Some 35 million cellular data modems were shipped in 2008. Most were external modems; about 3.5 million were embedded in computing devices, the market research firm said in its latest Cellular PC Card Market Data report. The ongoing surge in netbook sales is expected to pull data modem sales along with it.
“After years of slow growth, the embedded cellular modem market is starting to show signs of life, increasing volumes and exceeding expectations,” said ABI Research principal analyst Philip Solis in a statement. Solis added that he looks for continued good showing from embedded modems and expects shipments will more than double in 2009.
Solis cited one interesting wrinkle to the embedded modem market: Western European cellular service providers have been big purchasers of the modems because they include them in "free" laptops and netbooks they're offering with some of their premium data service plans. To date, North American operators have been slow to emulate the European operators. Users in North American markets typically purchase their own laptops and netbooks with data modems before linking them to data plans provided by operators.

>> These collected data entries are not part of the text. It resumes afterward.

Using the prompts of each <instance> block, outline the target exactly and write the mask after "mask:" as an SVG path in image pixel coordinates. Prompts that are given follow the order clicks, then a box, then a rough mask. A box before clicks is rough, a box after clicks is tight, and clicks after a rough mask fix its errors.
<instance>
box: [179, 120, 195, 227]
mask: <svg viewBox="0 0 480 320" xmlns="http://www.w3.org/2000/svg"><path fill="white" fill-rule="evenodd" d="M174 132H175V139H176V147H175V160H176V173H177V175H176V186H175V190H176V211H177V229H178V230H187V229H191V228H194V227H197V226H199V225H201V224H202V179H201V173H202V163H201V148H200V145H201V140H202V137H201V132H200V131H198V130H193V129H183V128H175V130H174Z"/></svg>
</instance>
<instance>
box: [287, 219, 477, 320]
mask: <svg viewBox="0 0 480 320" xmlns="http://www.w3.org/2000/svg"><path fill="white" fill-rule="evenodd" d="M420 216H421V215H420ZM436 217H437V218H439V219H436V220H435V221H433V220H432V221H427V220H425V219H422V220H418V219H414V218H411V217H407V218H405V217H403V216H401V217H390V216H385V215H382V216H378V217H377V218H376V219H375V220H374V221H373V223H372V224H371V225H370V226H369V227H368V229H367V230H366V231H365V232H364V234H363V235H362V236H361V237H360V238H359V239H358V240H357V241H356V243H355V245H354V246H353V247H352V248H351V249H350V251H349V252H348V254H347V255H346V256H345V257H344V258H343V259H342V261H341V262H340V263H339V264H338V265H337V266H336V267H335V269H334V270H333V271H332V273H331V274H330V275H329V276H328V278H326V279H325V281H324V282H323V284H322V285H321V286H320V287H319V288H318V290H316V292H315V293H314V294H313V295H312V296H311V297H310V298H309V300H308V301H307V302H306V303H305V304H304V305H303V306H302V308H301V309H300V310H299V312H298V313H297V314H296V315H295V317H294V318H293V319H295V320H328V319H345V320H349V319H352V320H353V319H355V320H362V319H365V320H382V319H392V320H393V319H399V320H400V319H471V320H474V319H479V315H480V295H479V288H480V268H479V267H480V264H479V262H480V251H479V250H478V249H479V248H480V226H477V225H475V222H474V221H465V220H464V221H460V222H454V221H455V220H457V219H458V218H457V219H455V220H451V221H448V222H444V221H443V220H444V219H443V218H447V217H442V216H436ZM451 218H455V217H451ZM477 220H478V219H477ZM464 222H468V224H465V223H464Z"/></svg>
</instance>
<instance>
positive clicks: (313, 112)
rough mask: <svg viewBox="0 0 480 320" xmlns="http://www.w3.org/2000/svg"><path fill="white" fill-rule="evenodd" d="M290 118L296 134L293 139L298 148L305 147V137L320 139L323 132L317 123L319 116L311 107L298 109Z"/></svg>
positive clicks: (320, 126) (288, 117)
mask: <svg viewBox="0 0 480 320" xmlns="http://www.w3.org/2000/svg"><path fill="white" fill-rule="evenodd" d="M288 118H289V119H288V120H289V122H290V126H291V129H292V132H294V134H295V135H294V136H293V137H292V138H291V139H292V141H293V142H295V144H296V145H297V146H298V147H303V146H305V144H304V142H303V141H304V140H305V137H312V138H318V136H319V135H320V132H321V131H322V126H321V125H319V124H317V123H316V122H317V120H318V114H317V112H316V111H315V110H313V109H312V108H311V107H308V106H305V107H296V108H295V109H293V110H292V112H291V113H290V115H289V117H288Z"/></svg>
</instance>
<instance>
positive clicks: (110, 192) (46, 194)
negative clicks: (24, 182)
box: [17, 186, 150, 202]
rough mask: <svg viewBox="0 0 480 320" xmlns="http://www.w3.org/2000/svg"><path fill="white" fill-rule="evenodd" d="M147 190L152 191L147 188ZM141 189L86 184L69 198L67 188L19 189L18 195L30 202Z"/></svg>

Head-to-head competition by Qualcomm and Ericsson seems to have helped spur sales of the devices, the ABI Research survey found. The two companies have targeted the embedded modem market in particular.
In spite of the surprisingly good sales last year for embedded modems, Solis expects the sinking global economy to eventually take its toll on sales and he has accordingly revised his previous sales forecasts downward. "In light of the prevailing economic conditions and the resulting slowdown in laptop shipments, ABI Research has lowered its overall forecasts for the cellular modem market for 2009. However, shipment rates will continue to grow, albeit at a slower [pace], because this is an underpenetrated market and because of subsidies and other incentives offered by mobile operators," Solis said.
In addition, the sizzling netbook market shows no signs of slowing either. Asus, which pioneered the netbook market with its Eee PC, is predicting continuing robust sales, and the Taiwan-based company is predicting its netbook sales, along with its sales of other PCs, will drive it to a higher overall PC market share.